Three recent developments raise the question of whether the people and politicians in the nation’s 50th state have much in common with the traditions and Constitution of the nation of which they are part.
— The state’s political establishment is backing a school that wants to continue openly discriminating on the basis of race in its admissions practices.
— Hawaii’s government has, until rebuked by a federal court, banned the hiring of Americans who are not Hawaii residents from state jobs.
— Because Congress refused efforts to create self-rule for native Hawaiians, there is a growing movement to set up a native Hawaiian government that would seek billions of dollars in state assets.
Hawaii’s demographics – more than two-thirds of residents are of Asian descent — lead to the cultural differences with the mainland. Its physical isolation exacerbates a sense of Hawaii exceptionalism.
This mentality is best exemplified by the manager of one Marriott hotel, who explained the chain’s properties on the islands operate under polices that govern its Asian, not U.S., facilities.
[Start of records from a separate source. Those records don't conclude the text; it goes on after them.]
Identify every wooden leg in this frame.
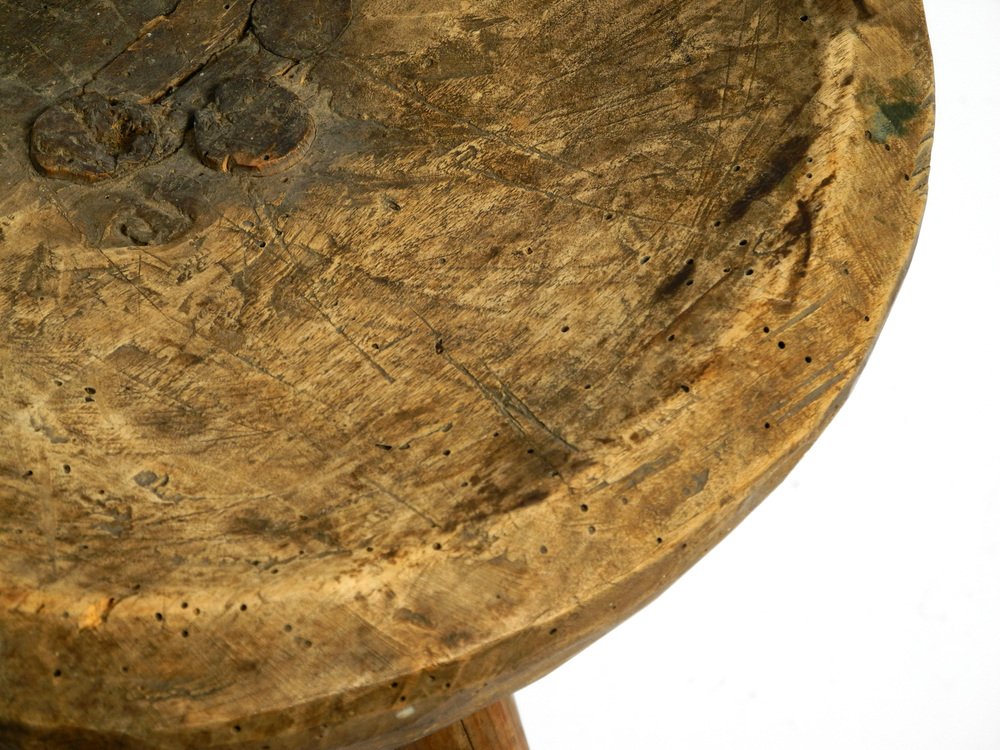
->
[400,698,528,750]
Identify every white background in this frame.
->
[518,0,1000,750]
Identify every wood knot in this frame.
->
[31,93,159,182]
[194,78,315,172]
[251,0,351,60]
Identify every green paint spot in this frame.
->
[871,100,920,143]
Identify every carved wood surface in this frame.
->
[0,0,933,750]
[400,698,528,750]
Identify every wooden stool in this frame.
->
[0,0,933,750]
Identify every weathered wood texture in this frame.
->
[401,698,528,750]
[0,0,933,750]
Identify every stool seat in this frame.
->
[0,0,933,750]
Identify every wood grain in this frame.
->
[400,698,528,750]
[0,0,934,750]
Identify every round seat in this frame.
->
[0,0,933,750]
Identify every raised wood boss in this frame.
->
[0,0,933,750]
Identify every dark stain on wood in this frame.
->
[653,263,695,300]
[726,135,812,222]
[252,0,352,60]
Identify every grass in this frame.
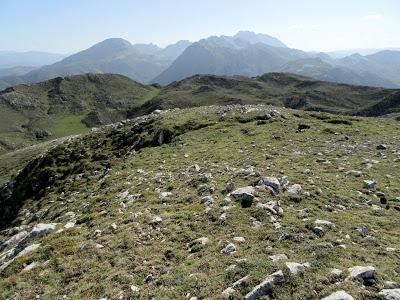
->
[49,115,89,138]
[0,107,400,299]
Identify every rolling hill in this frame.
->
[0,31,400,90]
[0,74,157,152]
[0,73,399,152]
[137,73,398,116]
[153,32,400,88]
[0,105,400,300]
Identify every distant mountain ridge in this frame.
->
[0,31,400,90]
[0,38,190,88]
[0,51,67,69]
[153,32,400,88]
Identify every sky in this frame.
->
[0,0,400,53]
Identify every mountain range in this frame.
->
[0,31,400,89]
[0,73,400,154]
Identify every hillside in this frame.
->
[135,73,398,116]
[153,32,400,88]
[0,74,158,153]
[1,38,177,85]
[0,105,400,300]
[0,73,398,153]
[0,51,67,69]
[153,35,307,85]
[0,31,400,90]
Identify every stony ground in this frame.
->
[0,106,400,300]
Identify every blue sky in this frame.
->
[0,0,400,53]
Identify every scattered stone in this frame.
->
[130,285,140,296]
[108,223,118,233]
[221,243,236,255]
[93,229,102,237]
[201,196,214,207]
[258,177,281,194]
[356,225,369,237]
[27,223,57,239]
[21,262,39,273]
[312,226,325,237]
[144,273,153,283]
[379,289,400,300]
[384,281,400,289]
[364,180,376,190]
[331,269,343,277]
[314,220,335,228]
[233,236,246,243]
[269,254,288,262]
[150,216,162,227]
[287,184,301,194]
[218,213,226,223]
[222,275,250,296]
[194,237,209,246]
[226,181,235,193]
[64,220,76,229]
[348,266,375,281]
[346,170,362,177]
[231,186,255,207]
[322,290,354,300]
[376,144,387,150]
[286,262,310,276]
[244,270,284,300]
Nothing illustrates the island’s political mind-set better than a long-running school admissions case that would likely be laughed out of court elsewhere in America. The arguments made for it – and even embraced by the state’s first Republican governor in 40 years – sound eerily familiar to those of 1960s southern segregationists.
For 118 years, the Kamehameha Schools have limited enrollment to those with native-Hawaiian blood. Its highly regarded K-12 schools are funded by an almost $7 billion trust left by 19th century Princess Bernice Pauahi Bishop.
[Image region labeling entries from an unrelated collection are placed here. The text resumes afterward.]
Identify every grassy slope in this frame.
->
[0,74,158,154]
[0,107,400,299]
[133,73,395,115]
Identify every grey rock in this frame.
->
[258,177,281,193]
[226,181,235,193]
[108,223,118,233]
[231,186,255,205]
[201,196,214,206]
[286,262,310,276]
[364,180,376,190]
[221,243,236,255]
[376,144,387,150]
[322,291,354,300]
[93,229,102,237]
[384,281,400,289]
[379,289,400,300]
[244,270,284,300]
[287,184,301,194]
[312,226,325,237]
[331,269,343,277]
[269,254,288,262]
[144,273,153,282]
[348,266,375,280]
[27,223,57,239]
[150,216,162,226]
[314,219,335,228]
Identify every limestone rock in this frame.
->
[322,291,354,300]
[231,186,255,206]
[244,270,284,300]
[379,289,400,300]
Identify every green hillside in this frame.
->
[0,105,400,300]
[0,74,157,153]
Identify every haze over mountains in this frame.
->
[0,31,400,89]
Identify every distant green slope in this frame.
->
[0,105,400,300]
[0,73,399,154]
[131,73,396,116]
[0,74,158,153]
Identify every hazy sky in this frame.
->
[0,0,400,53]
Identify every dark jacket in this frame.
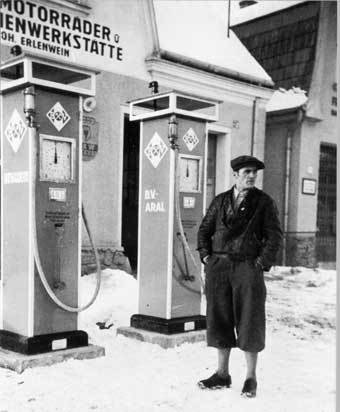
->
[197,188,282,270]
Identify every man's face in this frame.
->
[233,166,257,192]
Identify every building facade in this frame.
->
[232,1,337,267]
[0,0,273,271]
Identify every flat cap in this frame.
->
[230,156,264,172]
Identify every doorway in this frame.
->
[122,115,140,273]
[205,133,217,210]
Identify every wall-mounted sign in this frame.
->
[302,178,316,195]
[83,116,99,161]
[1,0,123,61]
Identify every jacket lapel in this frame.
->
[223,188,260,238]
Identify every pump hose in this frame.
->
[174,146,204,292]
[28,127,101,312]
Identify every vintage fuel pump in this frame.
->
[130,92,218,334]
[0,54,100,354]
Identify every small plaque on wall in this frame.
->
[302,178,316,195]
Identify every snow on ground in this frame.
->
[0,267,336,412]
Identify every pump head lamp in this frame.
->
[24,86,36,127]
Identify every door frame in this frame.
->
[203,122,231,210]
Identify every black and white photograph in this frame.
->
[0,0,340,412]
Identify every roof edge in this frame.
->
[159,49,274,89]
[230,0,313,29]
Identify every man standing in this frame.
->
[197,156,282,397]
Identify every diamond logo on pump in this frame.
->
[144,132,168,168]
[183,127,199,152]
[5,109,27,153]
[46,102,71,132]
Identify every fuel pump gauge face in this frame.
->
[40,136,75,182]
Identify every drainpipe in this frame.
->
[250,97,257,156]
[282,128,293,266]
[282,107,305,266]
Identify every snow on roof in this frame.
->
[230,0,306,26]
[154,0,272,84]
[266,87,308,113]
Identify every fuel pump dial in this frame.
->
[40,135,75,182]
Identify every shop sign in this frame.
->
[83,116,99,161]
[0,0,124,62]
[302,178,316,195]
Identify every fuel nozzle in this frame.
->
[168,114,178,150]
[53,223,66,290]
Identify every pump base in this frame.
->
[0,345,105,373]
[0,330,88,355]
[130,315,206,335]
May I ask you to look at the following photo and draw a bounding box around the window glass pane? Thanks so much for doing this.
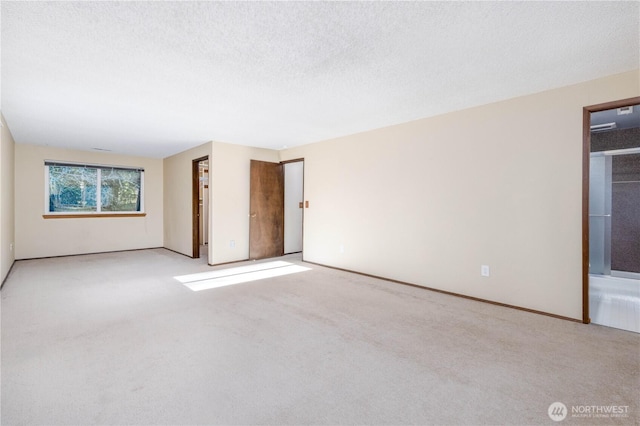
[100,169,141,212]
[49,166,98,212]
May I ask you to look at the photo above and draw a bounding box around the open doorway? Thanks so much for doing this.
[191,156,209,262]
[284,159,304,254]
[583,98,640,332]
[249,159,306,260]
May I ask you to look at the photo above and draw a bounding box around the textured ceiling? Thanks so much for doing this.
[1,1,640,158]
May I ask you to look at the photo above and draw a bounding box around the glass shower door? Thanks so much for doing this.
[589,153,612,275]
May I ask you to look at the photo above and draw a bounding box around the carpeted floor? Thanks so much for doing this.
[1,249,640,425]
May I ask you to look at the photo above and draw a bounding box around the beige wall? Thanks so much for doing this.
[15,144,163,259]
[209,142,279,264]
[281,71,640,319]
[0,114,16,283]
[163,142,212,259]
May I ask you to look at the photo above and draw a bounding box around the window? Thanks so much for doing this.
[45,161,144,216]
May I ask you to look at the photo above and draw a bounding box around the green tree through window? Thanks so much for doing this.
[45,162,144,214]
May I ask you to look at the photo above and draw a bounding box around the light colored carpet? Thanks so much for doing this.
[1,249,640,425]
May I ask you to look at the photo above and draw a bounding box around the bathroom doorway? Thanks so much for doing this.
[588,103,640,333]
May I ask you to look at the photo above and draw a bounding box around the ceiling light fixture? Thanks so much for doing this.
[618,105,633,115]
[590,121,618,132]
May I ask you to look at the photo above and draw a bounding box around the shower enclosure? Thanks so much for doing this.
[589,105,640,333]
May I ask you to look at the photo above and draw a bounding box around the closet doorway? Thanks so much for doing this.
[191,156,209,261]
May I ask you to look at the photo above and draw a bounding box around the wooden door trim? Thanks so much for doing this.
[582,96,640,324]
[191,155,211,259]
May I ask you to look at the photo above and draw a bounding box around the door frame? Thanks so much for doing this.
[582,96,640,324]
[280,157,308,255]
[191,155,211,262]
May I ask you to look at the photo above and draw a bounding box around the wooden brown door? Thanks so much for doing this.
[249,160,284,259]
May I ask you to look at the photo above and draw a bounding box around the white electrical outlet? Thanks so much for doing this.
[480,265,489,277]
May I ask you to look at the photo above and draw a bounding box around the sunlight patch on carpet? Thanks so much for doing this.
[174,260,311,291]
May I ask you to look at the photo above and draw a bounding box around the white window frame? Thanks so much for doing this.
[44,160,146,218]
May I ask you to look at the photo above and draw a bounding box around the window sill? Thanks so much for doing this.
[42,213,147,219]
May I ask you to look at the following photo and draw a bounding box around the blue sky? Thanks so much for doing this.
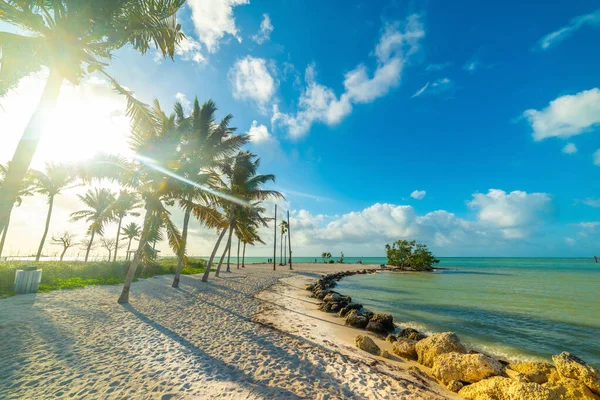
[1,0,600,256]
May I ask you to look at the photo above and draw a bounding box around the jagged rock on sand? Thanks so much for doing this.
[415,332,467,367]
[431,352,504,384]
[346,310,369,329]
[507,362,556,384]
[354,335,381,356]
[392,338,417,360]
[542,378,600,400]
[552,351,600,394]
[458,376,560,400]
Supporters claim that because no tax money is involved discrimination is permissible, although federal courts decades long ago dismissed that same argument in Dixie by segregation academies.
Enrollment is offered to all “qualified” native-Hawaiians. If spaces there left over, members of other races may be considered. But only a handful of the 5,400 students on the school’s three campuses are not of native Hawaiian descent.
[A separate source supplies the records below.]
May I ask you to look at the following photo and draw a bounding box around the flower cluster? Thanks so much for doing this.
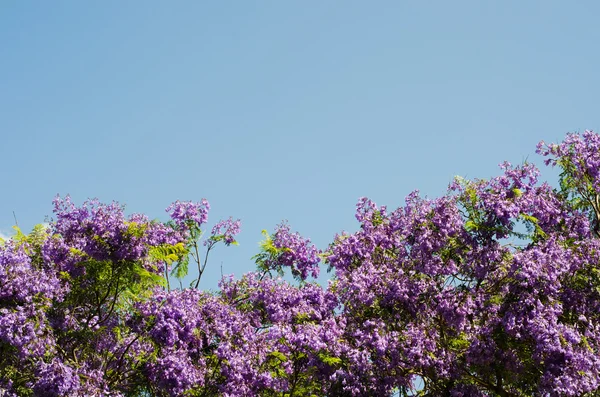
[209,218,242,245]
[0,131,600,397]
[272,223,321,280]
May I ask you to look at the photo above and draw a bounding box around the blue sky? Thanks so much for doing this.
[0,1,600,288]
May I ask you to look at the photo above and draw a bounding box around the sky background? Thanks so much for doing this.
[0,0,600,288]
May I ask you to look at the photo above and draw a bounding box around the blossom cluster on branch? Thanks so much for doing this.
[0,131,600,397]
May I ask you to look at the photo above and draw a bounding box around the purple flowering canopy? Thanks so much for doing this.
[0,131,600,397]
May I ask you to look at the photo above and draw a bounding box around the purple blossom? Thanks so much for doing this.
[166,199,210,230]
[209,217,242,245]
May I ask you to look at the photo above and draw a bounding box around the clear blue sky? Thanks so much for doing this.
[0,0,600,288]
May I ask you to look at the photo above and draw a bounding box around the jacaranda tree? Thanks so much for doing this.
[0,131,600,397]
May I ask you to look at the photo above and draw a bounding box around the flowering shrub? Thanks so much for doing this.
[0,131,600,397]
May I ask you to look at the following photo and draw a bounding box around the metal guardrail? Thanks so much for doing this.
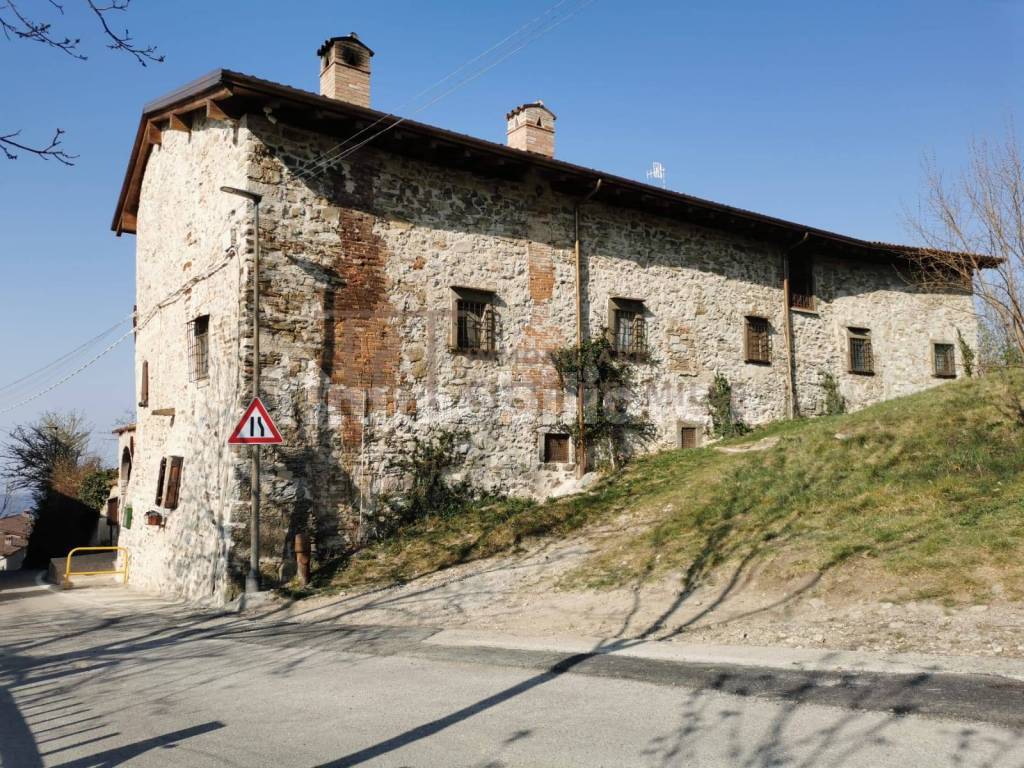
[60,547,131,589]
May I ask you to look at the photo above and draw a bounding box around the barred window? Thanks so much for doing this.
[544,433,569,464]
[790,257,814,310]
[453,288,497,352]
[745,317,771,365]
[188,314,210,381]
[848,328,874,374]
[608,299,647,357]
[932,344,956,379]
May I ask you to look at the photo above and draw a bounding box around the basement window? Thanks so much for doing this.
[452,288,497,354]
[608,298,647,357]
[743,317,771,366]
[790,257,814,311]
[847,328,874,376]
[544,433,569,464]
[932,344,956,379]
[187,314,210,381]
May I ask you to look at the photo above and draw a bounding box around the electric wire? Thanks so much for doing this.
[295,0,595,181]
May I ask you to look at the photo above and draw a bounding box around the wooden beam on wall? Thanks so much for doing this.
[167,112,191,133]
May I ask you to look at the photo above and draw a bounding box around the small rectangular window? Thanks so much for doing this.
[790,257,814,310]
[848,328,874,375]
[164,456,184,509]
[452,288,496,352]
[608,299,647,357]
[157,459,167,507]
[188,314,210,381]
[745,317,771,365]
[932,344,956,379]
[544,434,569,464]
[138,360,150,408]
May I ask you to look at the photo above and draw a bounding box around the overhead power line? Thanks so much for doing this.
[295,0,595,180]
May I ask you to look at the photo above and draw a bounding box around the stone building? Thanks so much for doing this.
[114,35,976,600]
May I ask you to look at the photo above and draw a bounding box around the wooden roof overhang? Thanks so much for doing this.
[112,70,991,266]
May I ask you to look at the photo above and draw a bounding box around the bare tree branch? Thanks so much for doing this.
[0,0,87,61]
[0,0,164,165]
[86,0,164,67]
[0,128,78,165]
School officials say a history of unfair treatment of native Hawaiians justifies the policy. The Supreme Court has allowed racial preferences to compensate for past discrimination in limited cases.
A three-judge panel of the Ninth U.S. Court of Appeals last August said the schools’ policy does not meet that criterion. The decision triggered a massive protest demonstration by native Hawaiians.
The full 15-judge Ninth Circuit in June heard an appeal. Regardless of the verdict, the case seems destined for the U.S. Supreme Court.
In another legal matter, a U.S. District judge last month threw out a state prohibition on non-Hawaiian residents applying for state jobs. That rule, if approved by the courts, could have reshaped the relationships between states that have existed for more than two centuries.
Nevertheless, Hawaii Attorney General Mark Bennett will appeal to sustain the law, which was enacted to discourage immigrants, but would seem based on a belief this state is a separate entity, rather than one of 50.
Then there is the drive to create a separate government for the about 20 percent of the state’s population who have native-Hawaiian blood. Some believe they deserve special treatment because their monarchy was overthrown more than a century ago in a conspiracy engineered by sugar barons and aided by the U.S. government.
Since Congress refused to give native Hawaiians that status earlier this year, a movement with substantial political clout has surfaced to have a referendum create a separate nation for native Hawaiians.
The goal is an entity that would be unique in the United States to represent native Hawaiians that could negotiate with a friendly state government for billions of dollars in assets.
In this unusual political incubator it can’t be dismissed as it would be elsewhere in the USA.